Despite Jereb’s protestation of innocence, an examination of Jereb’s account on Gab, a social that caters to white nationalists, shows it as a group where an alienated young man like Cruz could easily be inspired to commit a mass shooting. On the group’s organizational chart, there is a section emphasizing “lone wolf activists”.
Jereb had also used his Gab account to praise Anders Behring, Breivik, the far-right Norwegian terrorist who killed 77 people, mostly children, in Norway in 2011.
ROF’s website also has a number of tropes commonly seen in the far-right online, including a section on “Alpha Males vs Beta Males” and a page dedicated to memes to use against liberals in debates.
Ethno-states and neo-Nazi links
The ROF had a relatively anodyne name for a group that, through both its social media feeds and membership ranks, has explicitly pushed for the creation of a white ethno-state in Florida.
While the group remains relatively small, at least in relation to other white ethno-state secessionist groups, it has made its presence known across the state over the past few years. For instance, in 2017 a report from Tallahassee’s WTXL noted that the group “hails itself as a white nationalist group that encourages militia training,” adding that the ROF was “asking residents to… push for secession and return to a white ‘ethno-state.’”
Nor is the group shy about its ultimate aims: the secession of the state of Florida, in the pursuit of a whites-only enclave. As the ROF’s website read, the ROF is “fighting for… the ultimate creation of a white ethnostate [sic] so we can be free from anti-white policies and have policies that reflect our values as white westerners.”
The group has even held public rallies advocating for secession. In a series of videos removed from the ROF’s website, clips showed public protests with a large sign exhorting supporters to “SECEDE.”
A PRO-WHITE ETHNO-STATE RALLY FEATURED ON REPUBLIC OF FLORIDA’S WEBSITE – AND REMOVED ON THURSDAY AFTERNOON. (CREDIT: YOUTUBE)
One YouTube account affiliated with the group also said the ROF was “Setting the standard for Floridian Secession.”
A shot of the header photo affiliated with one of Republic of Florida’s YouTube accounts. (CREDIT: YOUTUBE)
While the group’s ranks remain small — even among groups advocating for a white ethno-state, the ROF was relatively obscure — it nonetheless boasted ties with other, more prominent groups pushing similar goals. For instance, in 2015 the ROF joined up with the League of the South, a neo-Confederate white supremacist organization, to protest the burning of a Confederate flag. (In retaliation, Jereb opted to burn a Soviet flag.)
However, despite the group’s relatively small-scale status, a post from Jereb’s account on Gab from earlier this week points to a potentially far more concerning element of the ROF’s links with Cruz.

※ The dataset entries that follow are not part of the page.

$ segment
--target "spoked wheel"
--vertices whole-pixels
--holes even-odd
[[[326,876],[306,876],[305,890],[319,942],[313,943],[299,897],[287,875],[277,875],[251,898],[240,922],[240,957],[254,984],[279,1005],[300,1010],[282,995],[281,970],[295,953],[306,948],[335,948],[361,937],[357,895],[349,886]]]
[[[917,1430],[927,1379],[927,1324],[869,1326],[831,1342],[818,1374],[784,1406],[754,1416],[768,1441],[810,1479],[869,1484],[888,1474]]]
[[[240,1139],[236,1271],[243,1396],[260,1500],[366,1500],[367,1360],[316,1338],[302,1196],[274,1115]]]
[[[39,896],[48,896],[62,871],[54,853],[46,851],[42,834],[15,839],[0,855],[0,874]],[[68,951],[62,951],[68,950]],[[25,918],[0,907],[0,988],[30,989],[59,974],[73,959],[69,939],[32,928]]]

In the photo, Jereb shares a shot of his tactical gear — with a patch that calls for people to “READ SIEGE.”
The patch appears to be a reference a book called Siege, written by James Mason, a one-time member of the American Nazi Party. The book was hailed by Nicholas Giampa, a teenager recently accused of killing his girlfriends’ parents after they criticized his white supremacist views. It’s also closely affiliated with the Atomwaffen Division, described by the New York Times as a “small extremist group that hopes to use terroristic violence to bring about the collapse of… the government and other institutions that organize society.” Per the Times, the Atomwaffen Division – believed to have cells in Florida — has already been tied to a pair of handful of murders over the past year.

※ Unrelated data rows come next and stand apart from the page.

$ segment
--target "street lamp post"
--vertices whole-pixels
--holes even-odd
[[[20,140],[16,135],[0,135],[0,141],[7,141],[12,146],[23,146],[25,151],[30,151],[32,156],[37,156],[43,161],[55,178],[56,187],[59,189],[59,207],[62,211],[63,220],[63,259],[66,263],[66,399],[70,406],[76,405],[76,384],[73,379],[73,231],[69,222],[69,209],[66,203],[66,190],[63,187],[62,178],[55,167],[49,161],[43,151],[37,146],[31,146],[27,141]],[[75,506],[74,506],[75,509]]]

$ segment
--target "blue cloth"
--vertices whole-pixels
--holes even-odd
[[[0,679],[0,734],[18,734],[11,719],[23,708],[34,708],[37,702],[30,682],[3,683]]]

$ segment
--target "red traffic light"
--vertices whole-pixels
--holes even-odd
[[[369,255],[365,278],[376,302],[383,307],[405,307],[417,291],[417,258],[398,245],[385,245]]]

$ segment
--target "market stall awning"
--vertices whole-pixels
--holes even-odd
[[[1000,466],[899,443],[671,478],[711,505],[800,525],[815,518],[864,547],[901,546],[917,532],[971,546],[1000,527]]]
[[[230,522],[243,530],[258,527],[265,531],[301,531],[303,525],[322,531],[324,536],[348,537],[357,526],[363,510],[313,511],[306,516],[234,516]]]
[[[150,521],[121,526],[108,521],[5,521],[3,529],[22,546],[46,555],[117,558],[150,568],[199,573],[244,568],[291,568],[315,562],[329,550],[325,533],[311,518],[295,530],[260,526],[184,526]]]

While a number of questions continue to circle on Cruz’s relationship with the ROF — and the ROF’s role in this week’s shooting — others in the white nationalist movement said they wouldn’t be surprised to find further ties to the James Mason and his Siege fans emerge. As a leader of a separate white ethno-state movement told ThinkProgress, the ROF “recently fell into the James Mason ‘Siege’ stuff like Atomwaffen Division has. That’s the place to look.”